Lavoriamo in un team di cinque, che prevede un funzionario amministrativo in pensione, Raffaele Sassano, e quattro «tecnici» a vario titolo: altri tre pensionati (Pio Baldi, Lidia Rissotto, io) e Stefano de Caro, direttore dell’Iccrom. Ci assistono come segretario Umberto D’Angelo, funzionario bibliotecario presso la Direzione generale Educazione e Ricerca, laureato in Lingua e Letteratura Ungherese, e come esperto informatico Andrea Castagnone. Il direttore generale Educazione e Ricerca, Caterina Bon Valsassina, è sempre discretamente presente a confrontarsi con la commissione. Aggiungo che successivamente, con provvedimento del 16/9/2015, è stato pubblicato anche il bando per l’acquisizione della qualifica di restauratore; della commissione apposita fanno parte Eugenio Vassallo, Pietro Petraroia, Marisa Tabasso, Giovanna Paolozzi Strozzi, Maria Assunta Lorrai.
Il compito che stiamo svolgendo è impegnativo. Le domande per l’acquisizione della qualifica di collaboratore-restauratore sono state quasi undicimila; e chi negli anni aveva seguito l’argomento, non se ne è certo meravigliato: era evidente che avremmo avuto a che fare con grandi numeri.

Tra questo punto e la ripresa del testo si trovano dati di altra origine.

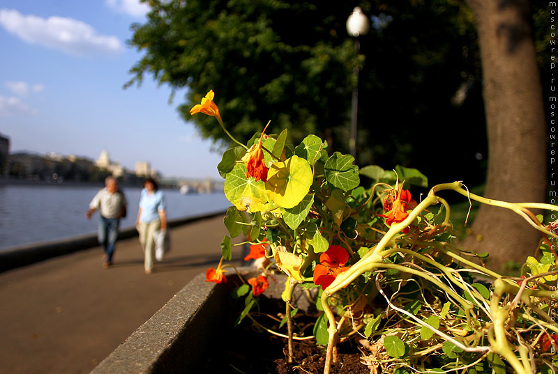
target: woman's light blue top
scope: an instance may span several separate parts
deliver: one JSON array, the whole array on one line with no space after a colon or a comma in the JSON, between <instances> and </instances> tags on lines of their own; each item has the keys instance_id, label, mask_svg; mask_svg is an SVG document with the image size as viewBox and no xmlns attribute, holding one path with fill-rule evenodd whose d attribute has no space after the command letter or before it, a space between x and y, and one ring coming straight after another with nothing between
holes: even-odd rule
<instances>
[{"instance_id":1,"label":"woman's light blue top","mask_svg":"<svg viewBox=\"0 0 558 374\"><path fill-rule=\"evenodd\" d=\"M140 215L140 222L149 224L159 219L159 210L164 211L167 209L165 194L160 189L158 189L150 195L144 188L140 195L140 208L142 208L142 214Z\"/></svg>"}]
</instances>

L’acquisizione della qualifica si ottiene sostanzialmente grazie a due tipi di percorso: il primo, a seconda degli studi seguiti; il secondo, delle competenze professionali maturate. Quanto al primo argomento: sappiamo che l’insegnamento del restauro nel nostro Paese, grosso modo nella trentina d’anni fra il 1980 e il 2010, è stato in preda alla più totale deregulation.

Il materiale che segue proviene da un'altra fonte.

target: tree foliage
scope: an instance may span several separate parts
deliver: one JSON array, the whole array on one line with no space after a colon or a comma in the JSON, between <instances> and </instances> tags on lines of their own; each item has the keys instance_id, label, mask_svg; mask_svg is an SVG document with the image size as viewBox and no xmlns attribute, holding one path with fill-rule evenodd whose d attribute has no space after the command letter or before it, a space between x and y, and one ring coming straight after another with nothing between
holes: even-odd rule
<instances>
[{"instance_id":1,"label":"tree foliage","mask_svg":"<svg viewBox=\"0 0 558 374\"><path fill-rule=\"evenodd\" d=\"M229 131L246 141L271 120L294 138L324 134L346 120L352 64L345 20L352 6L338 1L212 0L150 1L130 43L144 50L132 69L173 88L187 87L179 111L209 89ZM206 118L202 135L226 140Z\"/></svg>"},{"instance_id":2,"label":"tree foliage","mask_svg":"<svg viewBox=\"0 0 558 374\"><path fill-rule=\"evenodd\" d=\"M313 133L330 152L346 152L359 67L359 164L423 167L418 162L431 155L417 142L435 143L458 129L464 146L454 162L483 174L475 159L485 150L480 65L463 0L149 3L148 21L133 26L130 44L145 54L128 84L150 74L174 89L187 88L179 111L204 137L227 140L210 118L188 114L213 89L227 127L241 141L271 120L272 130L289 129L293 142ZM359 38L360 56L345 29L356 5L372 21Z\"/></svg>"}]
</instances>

Alle due scuole del Ministero per i Beni culturali definite come «di alta formazione» (Icr e Opificio), altre e multiformi se ne sono affiancate, pubbliche e private; nella perdurante assenza di una legislazione specifica, di attività di sorveglianza e di indirizzo da parte del Ministero, del chiarimento delle competenze spettanti rispettivamente allo Stato e agli Enti locali (la formazione professionale, artt. 117 e 118 della Costituzione e successiva modifica del Titolo V, è prerogativa regionale).
Il quadro è stato reso ancor più complesso con l’ingresso nell’insegnamento delle Università e delle Accademie di Belle Arti; comunque la disciplina è ora regolata dal Decreto n. 87 del 26 maggio 2009, che definisce i percorsi formativi per restauratori e collaboratori restauratori, assimilandoli al modello universitario (lauree quinquennali e lauree brevi triennali). Questo provvedimento, insieme con il suo gemello n. 86, sulla figura del restauratore, oltre rispondere alla sua funzione specifica, ha assunto un grande valore culturale. Quanto alle competenze professionali maturate, il loro riconoscimento è reso difficoltoso dalla frequente incompletezza di documentazione, spesso difficilmente acquisibile dai collaboratori perché chiamati a lavorare in maniera saltuaria, disordinata, a volte anche irregolare.
Quanto ho riassunto fin qui fa sì che il lavoro della nostra commissione, unito ovviamente con il numero stragrande delle domande, risulti particolarmente arduo. Ci è ben chiaro d’altronde che dobbiamo venirne a capo nei tempi previsti.
Lavoriamo senza altro compenso che non la coscienza di rendere un servigio al restauro italiano, consci della responsabilità assunta ma anche che le complicazioni provocate dalla mancanza di regolamentazioni nel passato non dipendono certo da noi; e, qui parlo per me, ne avevo ripetutamente discusso negli anni. Comunque, sono convinto che il meglio sia nemico del bene. Adesso dobbiamo raggiungere un risultato; che non sarà perfetto, ma correggerà e riordinerà per quanto possibile le insufficienze pregresse.